If you want the absolute best NVFP4, look for QAD. If it does not have QAD look for NVFP4A16, but know it might be slower.
- NVFP4 base scheme is Weights 4bit, activations 4bit. Activations to 4bit makes every model dumber, and thus it requires additional things to make it "smart again"
- If you QAD (Quantization aware distillation) a model, after being NVFP4, you can bring it back to \~1% of FP8. This requires IMMENSE amounts of GPUs, as you are basically training a model again.

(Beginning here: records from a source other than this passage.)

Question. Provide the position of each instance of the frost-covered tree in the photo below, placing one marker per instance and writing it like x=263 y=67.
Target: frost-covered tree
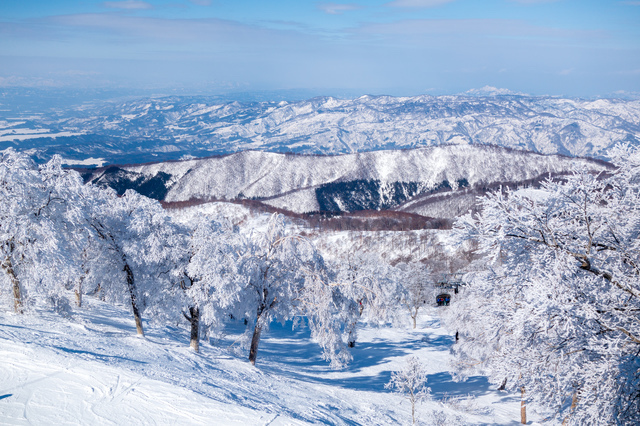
x=557 y=309
x=411 y=382
x=39 y=210
x=374 y=286
x=418 y=289
x=134 y=240
x=282 y=278
x=211 y=258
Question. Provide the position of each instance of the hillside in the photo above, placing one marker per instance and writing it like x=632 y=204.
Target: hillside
x=364 y=181
x=168 y=128
x=92 y=369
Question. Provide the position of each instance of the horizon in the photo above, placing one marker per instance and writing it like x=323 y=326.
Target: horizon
x=565 y=48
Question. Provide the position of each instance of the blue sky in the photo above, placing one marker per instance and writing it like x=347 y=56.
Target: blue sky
x=399 y=47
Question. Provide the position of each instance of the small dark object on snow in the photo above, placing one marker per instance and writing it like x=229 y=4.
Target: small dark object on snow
x=443 y=299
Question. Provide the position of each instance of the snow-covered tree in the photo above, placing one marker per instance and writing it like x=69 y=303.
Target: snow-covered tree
x=557 y=309
x=282 y=277
x=134 y=239
x=211 y=259
x=418 y=288
x=411 y=382
x=38 y=213
x=374 y=286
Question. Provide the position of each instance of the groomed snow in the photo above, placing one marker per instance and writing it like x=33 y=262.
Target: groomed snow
x=92 y=369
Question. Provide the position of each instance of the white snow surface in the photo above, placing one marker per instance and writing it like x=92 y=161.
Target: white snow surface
x=288 y=181
x=91 y=368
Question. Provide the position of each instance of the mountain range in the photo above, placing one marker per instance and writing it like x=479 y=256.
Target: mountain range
x=378 y=180
x=170 y=128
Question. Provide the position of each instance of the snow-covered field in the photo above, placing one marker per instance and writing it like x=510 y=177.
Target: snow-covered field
x=90 y=368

For Llama3.1-8B-IT, it took \~190GB of VRAM. For a 120B model, you would need 32 A100 cards, running for \~3 weeks.
- NVFP4 runs all in 4 bit, so it should be "way faster" than something like INT4, which is W4A16, which has weights in 4bit and activations in 16bit.
jinnyjuice@reddit
At this point, I've just given up on NVFP4.

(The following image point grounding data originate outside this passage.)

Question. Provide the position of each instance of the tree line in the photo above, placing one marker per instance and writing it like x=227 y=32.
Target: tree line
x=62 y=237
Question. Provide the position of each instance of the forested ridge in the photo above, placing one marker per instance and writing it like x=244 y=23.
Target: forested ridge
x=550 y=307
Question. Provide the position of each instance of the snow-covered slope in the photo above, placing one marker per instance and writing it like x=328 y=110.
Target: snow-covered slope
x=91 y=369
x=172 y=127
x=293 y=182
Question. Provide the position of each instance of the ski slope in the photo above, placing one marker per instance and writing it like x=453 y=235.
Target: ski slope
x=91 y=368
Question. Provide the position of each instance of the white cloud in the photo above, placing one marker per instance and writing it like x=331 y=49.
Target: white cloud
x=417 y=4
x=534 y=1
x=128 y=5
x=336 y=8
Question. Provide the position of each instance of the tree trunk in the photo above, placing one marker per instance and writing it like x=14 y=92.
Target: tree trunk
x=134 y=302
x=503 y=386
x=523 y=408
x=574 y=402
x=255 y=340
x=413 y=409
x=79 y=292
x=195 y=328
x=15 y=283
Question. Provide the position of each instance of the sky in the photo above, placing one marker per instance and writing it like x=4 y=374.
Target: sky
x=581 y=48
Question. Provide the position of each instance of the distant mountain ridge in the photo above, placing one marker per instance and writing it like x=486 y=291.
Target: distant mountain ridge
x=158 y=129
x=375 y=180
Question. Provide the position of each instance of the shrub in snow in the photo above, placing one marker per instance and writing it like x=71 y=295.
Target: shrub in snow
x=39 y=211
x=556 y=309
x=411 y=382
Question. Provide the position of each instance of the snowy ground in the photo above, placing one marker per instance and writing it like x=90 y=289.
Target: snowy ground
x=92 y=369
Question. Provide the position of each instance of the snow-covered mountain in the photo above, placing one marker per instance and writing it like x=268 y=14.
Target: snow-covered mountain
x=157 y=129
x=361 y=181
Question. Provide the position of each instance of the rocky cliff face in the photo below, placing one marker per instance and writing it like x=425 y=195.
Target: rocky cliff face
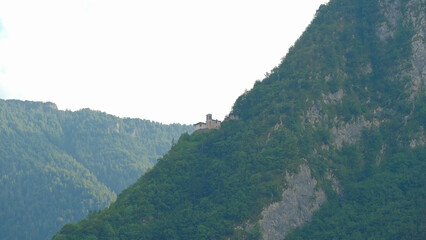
x=300 y=199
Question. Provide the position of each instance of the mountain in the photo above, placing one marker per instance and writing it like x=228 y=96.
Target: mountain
x=57 y=166
x=330 y=145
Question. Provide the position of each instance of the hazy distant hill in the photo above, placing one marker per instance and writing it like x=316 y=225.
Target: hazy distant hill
x=330 y=145
x=56 y=166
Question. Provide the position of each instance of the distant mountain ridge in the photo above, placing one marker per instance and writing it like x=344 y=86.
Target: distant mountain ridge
x=56 y=166
x=330 y=145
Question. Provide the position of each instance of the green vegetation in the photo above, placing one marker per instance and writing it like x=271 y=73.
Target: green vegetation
x=215 y=185
x=56 y=166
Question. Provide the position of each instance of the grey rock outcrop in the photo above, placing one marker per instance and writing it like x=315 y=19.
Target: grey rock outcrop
x=299 y=201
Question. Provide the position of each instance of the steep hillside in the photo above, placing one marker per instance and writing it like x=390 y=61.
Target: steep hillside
x=56 y=166
x=330 y=145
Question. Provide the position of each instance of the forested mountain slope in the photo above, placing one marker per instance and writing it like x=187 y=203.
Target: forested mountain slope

I'll just continue to trust QuantTrio's AutoRound quants. I just wish they worked with SGLang though.
Phaelon74@reddit (OP)
As for intel, I missed it, will add it tonight, apologies.
jinnyjuice@reddit
Now that I check it, never mind! It seems that they actually took down the 35B model.

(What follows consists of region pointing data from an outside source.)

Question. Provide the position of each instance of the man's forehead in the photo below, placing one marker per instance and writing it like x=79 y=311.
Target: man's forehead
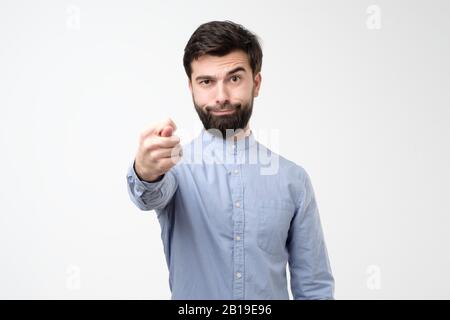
x=210 y=63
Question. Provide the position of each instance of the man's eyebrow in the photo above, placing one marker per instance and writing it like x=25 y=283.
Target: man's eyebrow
x=205 y=77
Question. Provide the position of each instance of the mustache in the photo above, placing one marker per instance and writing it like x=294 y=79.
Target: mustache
x=224 y=107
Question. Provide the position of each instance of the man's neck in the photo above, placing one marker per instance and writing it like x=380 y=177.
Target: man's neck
x=240 y=134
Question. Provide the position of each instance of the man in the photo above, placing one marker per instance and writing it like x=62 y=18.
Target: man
x=229 y=228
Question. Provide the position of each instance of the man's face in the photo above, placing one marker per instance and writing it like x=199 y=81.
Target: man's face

Also, no need to apologise, you don't owe anyone anything! If anything, thanks for sharing.
Unknown_New_God@reddit
https://www.reddit.com/r/LocalLLaMA/s/CuK05tqQaV
r0kh0rd@reddit
Thanks for sharing this. More stuff to add to my list to learn about!
gh0stwriter1234@reddit
Eh its NV tech of course there is hype...
DistanceAlert5706@reddit
Any chance to get same for 27b?
Unknown_New_God@reddit
https://www.reddit.com/r/LocalLLaMA/s/CuK05tqQaV
DistanceAlert5706@reddit
Cool, thanks!
Interesting to see KLD of sakamakismile/Qwen3.6-27B-Text-NVFP4-MTP but idk how to calculate it
dtdisapointingresult@reddit
Great post, keep these coming.
Can you do Gemma 4 31B? It's the best writing and language model (that doesn't require like 400GB VRAM), would be nice to know the best quant to get. Although based on all your posts, QuantTrio's AWQ 4-bit seems like a great pick no matter the model.
JC1DA@reddit
this is awesome, do you have results for Qwen3.6-27B models as well?
Unknown_New_God@reddit
https://www.reddit.com/r/LocalLLaMA/s/CuK05tqQaV
neochron@reddit
I've heard a little about the active parameters (A3B) models. Am I correct in assuming they don't work on Mac with unified RAM if the amount of RAM is less than the parameter count?
CockBrother@reddit
I'd really appreciate seeing a similar comparison with an nvfp4 provided by Nvidia.
NVFP4 quality is going to be highly dependent on tools and process. I'd like to see whether Nvidia themselves are "doing it correctly".
Unfortunately they haven't published this model.
BitGreen1270@reddit
I'm a noob and so all of this went over my head. Ironically, I used Qwen3.6-35B-A3B to explain in layman's terms and it makes so much sense. But looking at the chart, the mmangkad NVPF4 seems not too bad since it's lower? Or is it still not that good?